The military and the ISI are heavily reliant on American technology and the billions that America gladly gives to keep the organisations well fed. Khan's political folly was that he took an anti-West stance and moved Pakistan closer to China, abandoning his support for the war on terror. This alarmed America and India, too, given how China has recently increased its presence in the region through its multi-billion dollar investment projects

New elections are likely to be held in six months, and Khan, a fearless campaigner, has a chance to win his office back if he makes amends with the military. Sharif, born into wealth after inheriting the family's steel business, has been the Chief Minister of Punjab province for years.

His family is known to be corrupt — Nawaz Sharif was forever banned from holding the PM's office on a corruption charge — so Pakistan faces a stark choice this October. No matter who steers Pakistan forward, its threat to the region is constant because of its nuclear weapons.

Economic crisis in Sri Lanka

Meanwhile, to India's south, Sri Lanka suddenly collapsed as a functioning democracy. A country reliant on tourism and tourist dollars had suffered the consequences of travel bans because of Covid-19. Then, the Russia-Ukraine war took hold. Already facing rising prices, the cost of everything — from fuel to food — skyrocketed. Massive anti-government protests against the Prime Minister Mahinda Rajapaksa shone a global light on the crisis.

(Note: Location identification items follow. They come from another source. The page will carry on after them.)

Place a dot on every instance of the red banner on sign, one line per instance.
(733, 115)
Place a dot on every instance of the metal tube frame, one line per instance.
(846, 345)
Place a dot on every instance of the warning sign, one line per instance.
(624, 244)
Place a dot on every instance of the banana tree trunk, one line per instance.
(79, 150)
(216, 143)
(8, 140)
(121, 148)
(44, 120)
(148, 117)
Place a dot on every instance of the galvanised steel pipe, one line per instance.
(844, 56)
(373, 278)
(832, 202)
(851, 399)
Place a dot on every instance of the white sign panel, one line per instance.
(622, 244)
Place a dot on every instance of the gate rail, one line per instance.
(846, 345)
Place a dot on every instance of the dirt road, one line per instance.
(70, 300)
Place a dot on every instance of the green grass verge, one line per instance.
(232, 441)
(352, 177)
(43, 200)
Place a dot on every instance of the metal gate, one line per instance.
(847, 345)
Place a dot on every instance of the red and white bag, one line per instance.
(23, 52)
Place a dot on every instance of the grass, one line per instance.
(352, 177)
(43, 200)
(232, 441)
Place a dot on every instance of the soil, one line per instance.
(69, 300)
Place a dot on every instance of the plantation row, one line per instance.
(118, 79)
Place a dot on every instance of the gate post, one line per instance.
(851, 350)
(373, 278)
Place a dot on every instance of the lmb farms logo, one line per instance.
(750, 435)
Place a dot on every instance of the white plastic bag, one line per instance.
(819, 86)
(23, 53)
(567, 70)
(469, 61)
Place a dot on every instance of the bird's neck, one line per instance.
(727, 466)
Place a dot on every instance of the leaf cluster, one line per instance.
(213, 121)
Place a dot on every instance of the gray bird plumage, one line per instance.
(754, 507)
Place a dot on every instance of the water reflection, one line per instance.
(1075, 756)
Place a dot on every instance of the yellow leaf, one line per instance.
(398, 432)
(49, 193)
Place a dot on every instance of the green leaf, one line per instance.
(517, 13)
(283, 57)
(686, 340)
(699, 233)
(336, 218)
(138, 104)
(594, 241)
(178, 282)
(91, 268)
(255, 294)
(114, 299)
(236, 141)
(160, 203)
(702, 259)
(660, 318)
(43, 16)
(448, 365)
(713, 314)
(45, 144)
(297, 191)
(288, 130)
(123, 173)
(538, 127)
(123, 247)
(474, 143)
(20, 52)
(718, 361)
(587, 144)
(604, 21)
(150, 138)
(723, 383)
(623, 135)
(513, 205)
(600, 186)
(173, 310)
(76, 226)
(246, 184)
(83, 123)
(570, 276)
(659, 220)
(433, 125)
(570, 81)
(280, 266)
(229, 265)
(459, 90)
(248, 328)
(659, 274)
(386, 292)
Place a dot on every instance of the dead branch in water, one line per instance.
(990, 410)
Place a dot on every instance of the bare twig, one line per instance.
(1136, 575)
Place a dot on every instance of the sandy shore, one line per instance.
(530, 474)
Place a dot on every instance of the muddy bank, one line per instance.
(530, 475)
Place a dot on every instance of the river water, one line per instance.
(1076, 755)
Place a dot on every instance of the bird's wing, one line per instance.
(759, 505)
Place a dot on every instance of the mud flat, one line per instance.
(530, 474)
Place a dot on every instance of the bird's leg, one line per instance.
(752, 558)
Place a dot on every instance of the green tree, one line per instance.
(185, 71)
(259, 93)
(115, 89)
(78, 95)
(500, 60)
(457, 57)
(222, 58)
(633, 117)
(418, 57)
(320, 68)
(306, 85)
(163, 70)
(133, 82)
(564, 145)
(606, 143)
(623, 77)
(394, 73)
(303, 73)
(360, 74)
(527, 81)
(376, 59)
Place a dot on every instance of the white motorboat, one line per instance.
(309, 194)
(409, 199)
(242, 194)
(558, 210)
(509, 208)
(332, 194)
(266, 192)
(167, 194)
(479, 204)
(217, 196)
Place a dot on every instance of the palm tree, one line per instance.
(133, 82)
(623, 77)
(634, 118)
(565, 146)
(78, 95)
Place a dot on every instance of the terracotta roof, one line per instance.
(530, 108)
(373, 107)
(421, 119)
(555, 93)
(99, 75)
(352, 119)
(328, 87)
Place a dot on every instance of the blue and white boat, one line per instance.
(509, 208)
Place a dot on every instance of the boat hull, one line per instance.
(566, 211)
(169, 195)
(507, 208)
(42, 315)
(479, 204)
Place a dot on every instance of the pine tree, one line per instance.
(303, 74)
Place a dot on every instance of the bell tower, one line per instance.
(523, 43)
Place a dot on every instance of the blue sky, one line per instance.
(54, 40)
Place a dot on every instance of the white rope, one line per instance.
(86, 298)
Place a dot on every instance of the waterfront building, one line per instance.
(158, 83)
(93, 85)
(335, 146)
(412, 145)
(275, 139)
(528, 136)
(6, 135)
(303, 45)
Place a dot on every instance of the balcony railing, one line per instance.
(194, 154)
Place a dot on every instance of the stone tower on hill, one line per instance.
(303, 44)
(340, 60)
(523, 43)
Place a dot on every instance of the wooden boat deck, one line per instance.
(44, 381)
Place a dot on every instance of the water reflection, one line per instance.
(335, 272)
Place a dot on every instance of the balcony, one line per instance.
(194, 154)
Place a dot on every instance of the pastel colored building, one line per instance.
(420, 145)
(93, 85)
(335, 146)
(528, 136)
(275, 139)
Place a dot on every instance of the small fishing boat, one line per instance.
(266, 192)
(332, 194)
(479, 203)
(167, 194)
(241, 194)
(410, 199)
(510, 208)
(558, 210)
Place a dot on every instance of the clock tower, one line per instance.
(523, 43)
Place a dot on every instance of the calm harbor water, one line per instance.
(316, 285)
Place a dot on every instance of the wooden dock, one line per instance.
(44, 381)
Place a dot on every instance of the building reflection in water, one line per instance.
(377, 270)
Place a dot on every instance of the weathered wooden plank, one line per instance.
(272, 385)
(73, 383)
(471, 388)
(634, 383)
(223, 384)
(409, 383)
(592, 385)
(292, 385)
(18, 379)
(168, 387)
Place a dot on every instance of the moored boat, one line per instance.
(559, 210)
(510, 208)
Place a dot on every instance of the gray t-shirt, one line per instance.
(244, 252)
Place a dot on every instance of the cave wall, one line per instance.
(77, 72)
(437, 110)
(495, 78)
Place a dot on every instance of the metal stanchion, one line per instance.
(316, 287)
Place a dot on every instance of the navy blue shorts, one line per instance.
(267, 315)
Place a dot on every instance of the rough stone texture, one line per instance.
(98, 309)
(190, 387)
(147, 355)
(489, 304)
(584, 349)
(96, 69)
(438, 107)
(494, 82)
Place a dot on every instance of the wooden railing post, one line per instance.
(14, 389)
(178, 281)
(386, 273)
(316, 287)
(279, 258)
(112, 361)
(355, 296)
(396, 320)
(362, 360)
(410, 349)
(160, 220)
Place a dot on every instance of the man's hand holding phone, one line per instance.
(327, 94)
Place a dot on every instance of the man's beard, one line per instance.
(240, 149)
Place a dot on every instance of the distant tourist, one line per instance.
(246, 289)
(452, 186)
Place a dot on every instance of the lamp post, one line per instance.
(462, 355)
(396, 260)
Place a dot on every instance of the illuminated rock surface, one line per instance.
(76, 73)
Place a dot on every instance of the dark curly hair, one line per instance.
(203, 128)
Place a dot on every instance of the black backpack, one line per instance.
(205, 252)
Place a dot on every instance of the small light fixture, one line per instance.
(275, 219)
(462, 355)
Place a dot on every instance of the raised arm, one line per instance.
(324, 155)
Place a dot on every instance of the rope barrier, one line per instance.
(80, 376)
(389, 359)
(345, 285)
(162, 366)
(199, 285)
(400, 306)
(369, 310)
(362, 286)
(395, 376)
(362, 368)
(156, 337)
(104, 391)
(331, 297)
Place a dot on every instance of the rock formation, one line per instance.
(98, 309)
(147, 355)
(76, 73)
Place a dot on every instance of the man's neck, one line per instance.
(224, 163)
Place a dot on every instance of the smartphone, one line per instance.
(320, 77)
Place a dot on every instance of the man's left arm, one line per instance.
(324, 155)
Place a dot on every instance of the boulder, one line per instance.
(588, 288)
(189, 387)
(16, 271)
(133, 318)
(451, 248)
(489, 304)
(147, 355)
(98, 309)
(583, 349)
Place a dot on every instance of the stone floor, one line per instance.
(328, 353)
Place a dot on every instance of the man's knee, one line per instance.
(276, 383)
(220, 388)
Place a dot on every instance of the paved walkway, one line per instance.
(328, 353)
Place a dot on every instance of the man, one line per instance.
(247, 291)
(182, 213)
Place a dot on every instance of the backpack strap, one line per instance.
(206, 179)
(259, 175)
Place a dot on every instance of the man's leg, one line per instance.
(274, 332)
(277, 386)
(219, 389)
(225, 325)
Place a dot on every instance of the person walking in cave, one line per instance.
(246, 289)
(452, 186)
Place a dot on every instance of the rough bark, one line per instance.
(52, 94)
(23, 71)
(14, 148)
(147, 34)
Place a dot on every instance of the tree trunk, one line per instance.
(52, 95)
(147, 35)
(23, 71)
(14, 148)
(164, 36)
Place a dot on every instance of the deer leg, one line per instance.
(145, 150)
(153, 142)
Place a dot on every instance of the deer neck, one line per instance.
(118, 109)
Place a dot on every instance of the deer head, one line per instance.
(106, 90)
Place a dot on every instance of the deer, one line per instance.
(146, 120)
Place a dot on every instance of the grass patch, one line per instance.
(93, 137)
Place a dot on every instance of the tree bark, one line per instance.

Heavily indebted to foreign financial institutions, the country struggled to make interest payments on its sovereign debt. The government confidently predicted that it sought to restructure its obligations just five days ago. "What Sri Lanka is keen to do is avoid a hard default," a source from the ministry who requested anonymity told AFP. "It will be a negotiated restructuring of the debt with the help of the IMF."

But today, the government announced that it was defaulting on $51 billion on external debt in an extraordinary move. International financial institutions will demand that the country further devalue its currency (after last month's 15 per cent depreciation) and raise taxes.

Last month, the government tightened imports on all big-ticket items hoping to conserve foreign exchange to buy oil, food, and medicines. The rapid pace of events has thrown an entire nation into a fiscal boondoggle, from which recovery will be exceedingly painful.